Zosimus jogged down the valley side, his eyes still combing the land. ‘That’s what worries me,’ he murmured to Pavo and Sura. ‘This advance watch was a good idea,’ he flicked a finger to each of the discreet lookout posts here at the start of the
Succi valley
, about a half-mile east of the pinch-point and the fort itself – Gallus had managed to convince the lethargic Geridus to establish this. ‘But still this bastard managed to ride within bowshot of us before we noticed him,’ he added, nudging the wrecked corpse of the Hun with his boot while Trupo and Cornix descended the northern valley side then came to help the wounded Roman to his feet.

Pavo nodded. ‘If more of them were to come this way, they might have us before we can get word back to the fort.’

‘More
are
coming,’ a desperate, panting voice said behind them. They turned to the wounded Roman. His face was caked in soot and dirt, but still they could see the greyness of imminent death beneath. Trupo and Cornix could not support his weight and he crumpled to his knees. His head lolled on his shoulders and his eyes rolled back in their sockets.

Pavo, Sura and Zosimus shared a chill look.

‘What did he say?’ Zosimus demanded.

Pavo dropped to one knee and cupped the man’s head in his hands. ‘More are coming?’

The man’s skin was damp with sweat and icy-cold, and Pavo felt the pulse on his neck weakening and slowing.

‘Who? From Where? How many?’ Sura added, joining Pavo in crouching before the man.

‘He has broken from Fritigern’s horde . . . with his men. Five thousand men. He is coming . . . to break this pass . . . to ravage the western cities,’ the man slurred. ‘He took the gold mines of Abdera a week ago.’

‘Who?’ Zosimus demanded.

The man’s eyes flared as if recalling some nightmarish memory. ‘Far . . . Farnobius,’ he finished. His next breath escaped with a death rattle.
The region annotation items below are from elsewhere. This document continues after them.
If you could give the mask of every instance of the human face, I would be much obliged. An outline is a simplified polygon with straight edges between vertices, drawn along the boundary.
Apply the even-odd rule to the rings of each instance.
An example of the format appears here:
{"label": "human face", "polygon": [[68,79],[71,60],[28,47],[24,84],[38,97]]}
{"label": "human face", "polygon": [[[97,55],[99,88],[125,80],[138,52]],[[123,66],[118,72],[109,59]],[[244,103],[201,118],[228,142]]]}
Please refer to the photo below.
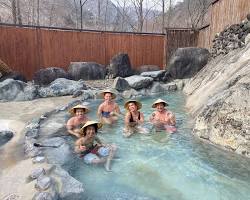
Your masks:
{"label": "human face", "polygon": [[86,137],[88,138],[93,138],[96,134],[96,131],[95,131],[95,126],[88,126],[86,127]]}
{"label": "human face", "polygon": [[131,102],[128,104],[128,109],[130,112],[135,112],[135,111],[137,111],[137,106],[134,102]]}
{"label": "human face", "polygon": [[83,117],[83,115],[84,115],[84,110],[83,109],[76,109],[76,116],[77,117],[79,117],[79,118],[81,118],[81,117]]}
{"label": "human face", "polygon": [[111,93],[105,93],[104,94],[104,100],[110,102],[112,100],[112,94]]}
{"label": "human face", "polygon": [[163,103],[157,103],[156,104],[156,109],[158,112],[163,112],[165,110],[165,106]]}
Pavo stared into the dead man’s eyes, the last word ringing in his ears.

 

 

A gentle hubbub of muttering sounded across the fort plateau as the XI Claudia centuries got into line, marshalled by Dexion and Quadratus as the big Gaul readied to outline the training they would receive over the next few months to take them from raw recruits to battle-ready legionaries. Gallus stood nearby, watching over them. He saw the young lads’ eyes flick furtively towards him again and again, looks of fear, admiration, awe. Gallus felt only guilt; guilt that he knew his heart was not here with them as it should be. They were to be trained to die for their brothers and here he was, mind constantly drifting to the west, wondering, hoping, longing for nothing other than his chance to seize revenge.

As Quadratus strode menacingly back and forth before them, letting his silence stoke talons of fear within the young lads’ bellies, Gallus tried to concentrate on the job in hand. Martial rigour was one of the few things that eased his troubled thoughts, so he focused on the big Gaul’s crunching footsteps.
One, two, three, four . . .
he counted.

Tink-tink-tink-tink.
Came another sound, almost in time. From behind him? He blinked, frowned, glanced over his shoulder and around the plateau. Nothing. Then again, a moment later.